A few weeks into September, I was chatting with several other kindergarten mothers at the playground after school.
“Are you all coming on the duck pond trip tomorrow?” asked, Michelle, the room parent.
“I am!” said one woman. “Me too,” chirped a third. They looked at me expectantly.
I stared back in dismay.
When my oldest son started morning kindergarten, I was thrilled. For him, of course, but mostly for me. Sure, I still had a toddler at home. But that kid was a sleep champion, reliably conking out every morning from 9–11, the precise hours my kindergartener would be singing the alphabet song.
My elation was barely containable. For the first time since giving birth, I was facing the prospect of two uninterrupted hours to myself. Every day. That first morning, I watched other parents wipe away tears after kissing their kids goodbye at the classroom door. Not me. Free at last, I was thinking. Free at last.
I had no idea then how much our public school is indebted to the parent volunteers who enrich programming. They knit with first graders, brew herbal tea for second-grade poetry parties and dig garden beds with the middle schoolers. Thanks to those dedicated parents, teachers pull off projects that couldn't be achieved with our school’s limited resources.
After finally securing some time for myself, I wasn’t about to sacrifice it.
Even when I began to notice all this activity, I didn’t make any appearances in Teacher Trinh’s cheerful classroom. After finally securing some time for myself, I wasn’t about to sacrifice it.
“Heck, no,” I said, that day at the playground. “My little guy takes a two-hour nap every morning. That’s my time.”
Too late, I realized how this sounded. I hadn’t meant to dismiss these mothers’ enthusiasm for watching their kids observe waterfowl. But I’d been to that duck pond with my son a hundred times.
Then, in a moment of sudden clarity, I realized that this wasn’t about the duck pond. It was about being involved. Had I just established myself as the kindergarten’s slacker mom?
To my surprise and relief, I was met with a collective outpouring of empathy.
”Oh, naptime,” sighed the chirpy mother, wistfully watching her three-year-old hurtle down the slide like a member of the Olympic bobsled team. “Those were the days.”
Another mother looked up from the bench. “Lady, there’s no reason for you to sign up for anything,” she said. “Live it up while you can.”

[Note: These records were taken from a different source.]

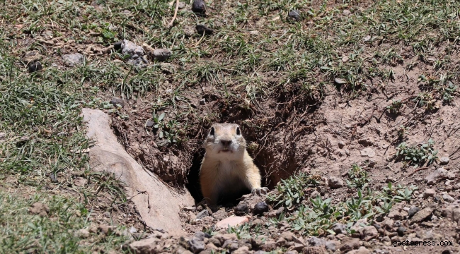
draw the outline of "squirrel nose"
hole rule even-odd
[[[221,140],[220,143],[222,143],[224,147],[228,147],[231,144],[231,140]]]

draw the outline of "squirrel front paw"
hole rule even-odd
[[[267,193],[268,192],[268,188],[267,187],[254,188],[251,192],[253,193],[253,195],[267,195]]]

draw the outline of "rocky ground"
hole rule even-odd
[[[0,252],[460,252],[458,1],[2,4]],[[84,108],[193,198],[182,236],[96,170]],[[268,196],[200,202],[213,122],[241,126]]]

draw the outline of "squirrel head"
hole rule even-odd
[[[207,155],[222,159],[238,159],[244,155],[246,140],[238,124],[214,123],[205,140]]]

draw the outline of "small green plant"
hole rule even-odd
[[[442,100],[450,103],[454,99],[454,95],[456,92],[456,90],[459,87],[454,85],[452,82],[449,82],[449,85],[447,87],[440,87],[438,88],[439,92],[442,96]]]
[[[433,149],[435,141],[432,138],[427,143],[422,144],[420,147],[417,145],[408,146],[406,142],[396,147],[396,156],[401,157],[404,162],[418,167],[427,162],[428,164],[435,162],[437,159],[437,150]]]
[[[386,109],[391,114],[399,114],[403,105],[403,102],[401,100],[393,101],[391,105],[386,106]]]
[[[287,179],[282,179],[277,186],[278,193],[268,196],[268,200],[277,203],[277,206],[284,206],[289,209],[298,206],[304,200],[304,190],[309,186],[317,186],[318,182],[305,173],[291,176]]]
[[[415,105],[418,107],[424,107],[427,110],[435,109],[435,99],[430,93],[420,92],[413,101],[415,102]]]
[[[363,188],[367,186],[371,179],[367,171],[356,164],[348,171],[348,180],[345,180],[349,188]]]

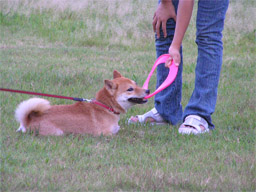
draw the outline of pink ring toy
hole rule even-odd
[[[160,57],[158,57],[158,59],[156,60],[154,66],[152,67],[152,70],[150,71],[144,85],[142,88],[144,89],[148,89],[148,83],[149,80],[152,76],[152,74],[154,73],[156,67],[161,64],[161,63],[165,63],[165,61],[170,57],[169,54],[163,54]],[[162,85],[160,85],[157,90],[155,90],[155,92],[147,95],[145,97],[145,99],[148,99],[150,97],[153,97],[155,94],[159,93],[160,91],[162,91],[163,89],[165,89],[166,87],[170,86],[172,84],[172,82],[175,80],[176,76],[178,73],[178,67],[174,64],[174,62],[172,61],[172,64],[169,67],[169,74],[167,76],[167,78],[165,79],[165,81],[162,83]]]

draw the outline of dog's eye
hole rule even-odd
[[[134,89],[132,87],[130,87],[129,89],[127,89],[127,91],[133,91]]]

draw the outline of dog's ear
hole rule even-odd
[[[105,88],[106,90],[111,94],[113,95],[115,90],[117,89],[117,84],[114,83],[113,81],[111,80],[104,80],[104,83],[105,83]]]
[[[119,73],[117,70],[114,70],[113,72],[113,78],[119,78],[119,77],[122,77],[121,73]]]

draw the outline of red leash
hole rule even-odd
[[[22,93],[22,94],[28,94],[28,95],[40,95],[40,96],[44,96],[44,97],[54,97],[54,98],[59,98],[59,99],[69,99],[69,100],[73,100],[73,101],[88,101],[87,99],[84,99],[84,98],[66,97],[66,96],[61,96],[61,95],[51,95],[51,94],[36,93],[36,92],[30,92],[30,91],[21,91],[21,90],[15,90],[15,89],[0,88],[0,91],[7,91],[7,92],[12,92],[12,93]]]
[[[45,94],[45,93],[36,93],[36,92],[31,92],[31,91],[21,91],[21,90],[15,90],[15,89],[5,89],[5,88],[0,88],[0,91],[6,91],[6,92],[12,92],[12,93],[22,93],[22,94],[28,94],[28,95],[39,95],[39,96],[44,96],[44,97],[54,97],[54,98],[59,98],[59,99],[69,99],[69,100],[73,100],[73,101],[86,101],[89,103],[93,103],[95,105],[99,105],[111,112],[113,112],[114,114],[119,115],[119,112],[116,112],[113,108],[99,102],[96,100],[91,100],[91,99],[84,99],[84,98],[77,98],[77,97],[66,97],[66,96],[61,96],[61,95],[52,95],[52,94]]]

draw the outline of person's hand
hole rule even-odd
[[[165,67],[170,67],[170,65],[172,64],[172,61],[174,62],[174,65],[179,66],[180,65],[180,50],[176,47],[170,46],[169,54],[170,54],[170,58],[165,61]]]
[[[162,2],[158,5],[157,10],[153,17],[153,29],[157,34],[157,38],[160,38],[160,26],[162,25],[162,30],[164,33],[164,37],[167,37],[166,32],[166,22],[168,19],[174,19],[176,21],[176,13],[174,6],[171,0],[162,0]]]

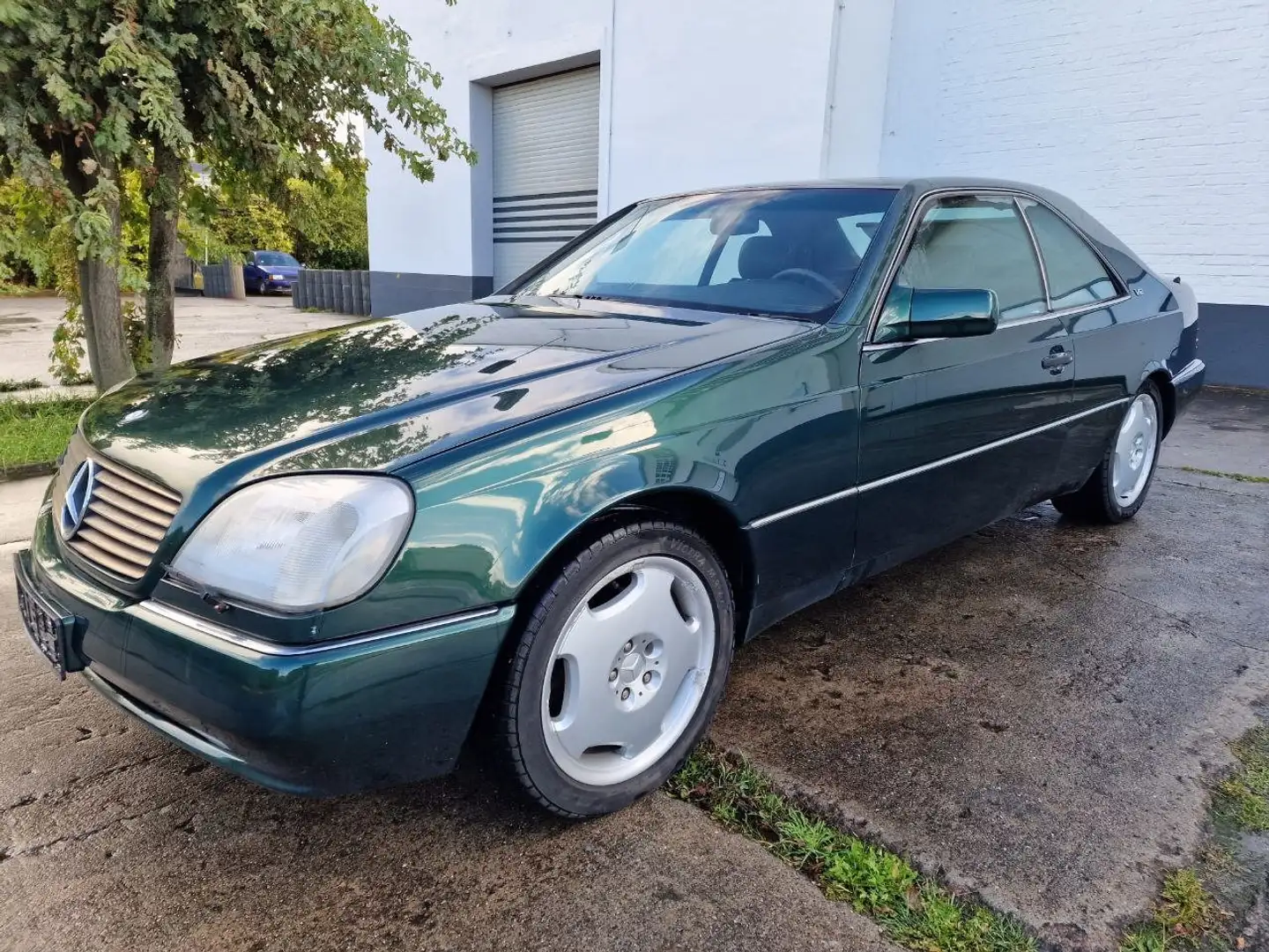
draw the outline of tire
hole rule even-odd
[[[1155,470],[1159,467],[1159,451],[1164,440],[1162,407],[1159,387],[1146,381],[1128,404],[1093,475],[1074,493],[1053,496],[1052,503],[1057,512],[1071,519],[1103,526],[1113,526],[1134,517],[1146,501],[1150,485],[1155,481]],[[1136,437],[1141,437],[1141,442],[1137,442]],[[1133,467],[1131,459],[1136,458],[1136,449],[1140,449],[1142,456],[1140,465]],[[1117,461],[1121,473],[1118,487]]]
[[[660,787],[704,735],[731,669],[718,556],[683,526],[633,523],[570,560],[528,608],[495,701],[497,754],[522,791],[580,819]]]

I should have known better than to doubt my fellow mothers. It was women like them, after all, who supported me through new parenthood, friends and strangers alike: commiserating with my nursing problems, complimenting my baby and assuring me that one day he would actually sleep longer than twenty minutes at a stretch.
Now, other mothers were picking up the slack for me in the kindergarten classroom — and cutting me plenty of it, too. For the rest of that year, whenever the subject of volunteering arose, they waved me off. “Besides,” Michelle said one day, looking at me shrewdly, “You don’t really want to volunteer, do you?”
I had told her about my decade of teaching, and how burned out I was when I quit. My son’s safe, art-filled K-8 was very different from the tough city high schools where I’d taught; but I couldn’t deny that I was happy to limit my time there to pick up and drop off.
Two years later, I no longer craved solitude so desperately. My youngest was starting kindergarten, and the quiet mornings alone, while my firstborn had been in preschool, had restored my equilibrium. Now, as I ventured into school more often, I began to appreciate what drew other parents to volunteer: the delight on my sons’ faces when they caught sight of me unexpectedly in the hallway and the satisfaction of helping teachers I admire and respect. But that’s not why you’ll find me at school once a week these days.
I volunteer for the parents with babies at home who don’t have the time to give, or who desperately need their few free hours to themselves, the way I did. I volunteer because I work from home part-time and have the luxury of making my own schedule, while others work all day and still manage to make time for our school.
Most of all, I volunteer to repay the women who filled in for me when I couldn’t bear the thought of one more demand on my time, women who never made me feel like less of a mother because I wasn’t at school regularly like they were. It's my turn to pay it forward. Those two hours I now clock every week at my kid's school? Those are for them.